This will be a very interesting week on the stock market, not least the US mid-terms and the ongoing US/China trade saga, which will likely determine the short-term direction of the market. Apple (AAPL) reported last week and another stellar report was hoped for to calm technology weakness. Instead of a stellar report the market got weak Q1 guidance and the news that AAPL would drop detailed product reporting for their FY2019. Given that there is a massive industry dedicated to examining iPhone trends, the lack of specific numbers being disclosed has caused consternation amongst commentators.

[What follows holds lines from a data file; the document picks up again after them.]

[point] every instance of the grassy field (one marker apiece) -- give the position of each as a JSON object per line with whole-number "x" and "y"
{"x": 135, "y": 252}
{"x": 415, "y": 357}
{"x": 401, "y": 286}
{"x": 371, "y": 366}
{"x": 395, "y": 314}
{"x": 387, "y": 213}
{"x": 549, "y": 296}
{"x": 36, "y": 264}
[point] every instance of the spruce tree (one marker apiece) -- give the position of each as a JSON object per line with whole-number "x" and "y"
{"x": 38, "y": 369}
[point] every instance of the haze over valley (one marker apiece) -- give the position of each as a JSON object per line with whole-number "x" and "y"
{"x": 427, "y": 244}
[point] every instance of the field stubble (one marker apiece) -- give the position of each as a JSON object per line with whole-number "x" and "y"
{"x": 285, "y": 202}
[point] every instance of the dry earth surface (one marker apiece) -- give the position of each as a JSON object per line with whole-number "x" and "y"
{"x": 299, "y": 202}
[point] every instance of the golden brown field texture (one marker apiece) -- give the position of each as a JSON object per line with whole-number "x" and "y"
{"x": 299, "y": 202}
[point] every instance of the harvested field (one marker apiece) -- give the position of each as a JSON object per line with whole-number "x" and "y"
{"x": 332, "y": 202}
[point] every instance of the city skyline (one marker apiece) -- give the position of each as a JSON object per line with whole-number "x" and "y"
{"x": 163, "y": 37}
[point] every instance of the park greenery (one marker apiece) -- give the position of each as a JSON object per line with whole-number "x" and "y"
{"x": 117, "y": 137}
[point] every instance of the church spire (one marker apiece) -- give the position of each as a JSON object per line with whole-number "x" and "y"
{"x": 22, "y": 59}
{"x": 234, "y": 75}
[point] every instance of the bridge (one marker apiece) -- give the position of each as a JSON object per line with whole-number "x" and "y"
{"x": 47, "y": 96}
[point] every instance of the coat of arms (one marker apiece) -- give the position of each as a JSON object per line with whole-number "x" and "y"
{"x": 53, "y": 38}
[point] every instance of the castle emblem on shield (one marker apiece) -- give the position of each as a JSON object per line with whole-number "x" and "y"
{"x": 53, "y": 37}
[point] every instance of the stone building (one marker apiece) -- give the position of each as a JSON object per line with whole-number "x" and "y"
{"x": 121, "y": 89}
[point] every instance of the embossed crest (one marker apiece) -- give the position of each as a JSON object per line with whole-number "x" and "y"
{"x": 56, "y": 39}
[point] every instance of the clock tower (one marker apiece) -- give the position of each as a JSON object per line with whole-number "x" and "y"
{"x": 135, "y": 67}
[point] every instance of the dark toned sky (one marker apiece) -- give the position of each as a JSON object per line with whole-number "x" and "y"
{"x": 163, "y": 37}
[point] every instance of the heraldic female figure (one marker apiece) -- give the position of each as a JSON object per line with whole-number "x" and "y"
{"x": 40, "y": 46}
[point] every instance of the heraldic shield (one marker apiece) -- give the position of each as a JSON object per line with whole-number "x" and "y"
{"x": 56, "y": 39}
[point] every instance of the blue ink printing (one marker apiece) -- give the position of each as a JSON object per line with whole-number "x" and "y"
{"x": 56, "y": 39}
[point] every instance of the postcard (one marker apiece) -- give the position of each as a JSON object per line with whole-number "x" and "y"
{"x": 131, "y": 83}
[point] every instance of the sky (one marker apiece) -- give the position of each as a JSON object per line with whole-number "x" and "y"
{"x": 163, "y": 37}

It has been about a year since I last posted on AAPL (here) when it traded around $170. Of course, it has since traded up to a high of $230 before falling back to just above $200 currently. There is no doubt that the smartphone market is saturated with IDC estimating global smartphone shipments falling in Q3 by 6% to 355 million unit. In this environment, it makes sense to me for AAPL to focus on higher value smartphones and to extracting increased fees from services on their installed base. Extrapolating on the iPhone installed base analysis from my last post, I estimate that the iPhone installed base will peak around 650 units based upon iPhone unit sales fall to 200 million and 190 million in FY2019 and FY2020 respectively from 218/217 million in FY2018/2017. The active installed base, excluding non-core users, peaks around 570 million. My projections are shown below.
I have also assumed that the ASP for FY2019 and FY2020 increases to $819 and $847 respectively from $759 in FY2018. I further assumed that service revenue increases as a percentage of total revenue to 18% for FY2020 from 14% in FY2018. I suspect this may be too light given AAPL’s decision to move its reporting focus away from products to services. Although AAPL’s net cash pile is slowly dwindling (approx. $120 billion at end September from $170 billion at the end of December 2017), I think a more focused move by AAPL into the home and content to take on Netflix and Amazon will be a feature of the next few years (bring on the NFLX rumours, again!). My resulting quarterly revenue estimates into FY2020 are shown below.
As you can see, these estimates do show overall revenue moderating with revenue for FY2019 and FY2020 at $270 billion and $273 billion respectively from $266 billion in FY2018. My diluted EPS estimates, assuming the same trend of share buy-backs, for FY2019 and FY2020 are $13.30 and $14.80, representing EPS growth of 12% and 11% respectively. These EPS estimates are consistent with current consensus. At a share price of $200, the forward PE would be 15 and 13.5 for FY2019 and FY2020 respectively.
My usual forward PE excluding cash graph, at an AAPL stock price of $200, is below. If AAPL were to return to its historical average multiple since 2009 of 9, then AAPL’s stock could fall back to $160 or below if the market gets really spooked about peak iPhone.
The question therefore is how the market is going to react to AAPL’s attempt to move the focus from its hardware results and more towards its service business from its massive and loyal installed base. Changing the market’s obsession from iPhone sales will be no easy task. AAPL is an emotive stock, not only because of its products but for its incredible historical value creation. It is the one stock that I have always regretted selling any of. I do not think now is the time to sell AAPL but I will wait for the stock price to settle, particularly in the current volatility, to consider buying more. A fall towards $170 would be too tempting to ignore for this wonderful firm. Mr Buffet and the firm’s own buy-back programme make such a fall unlikely in my view but one can only hope!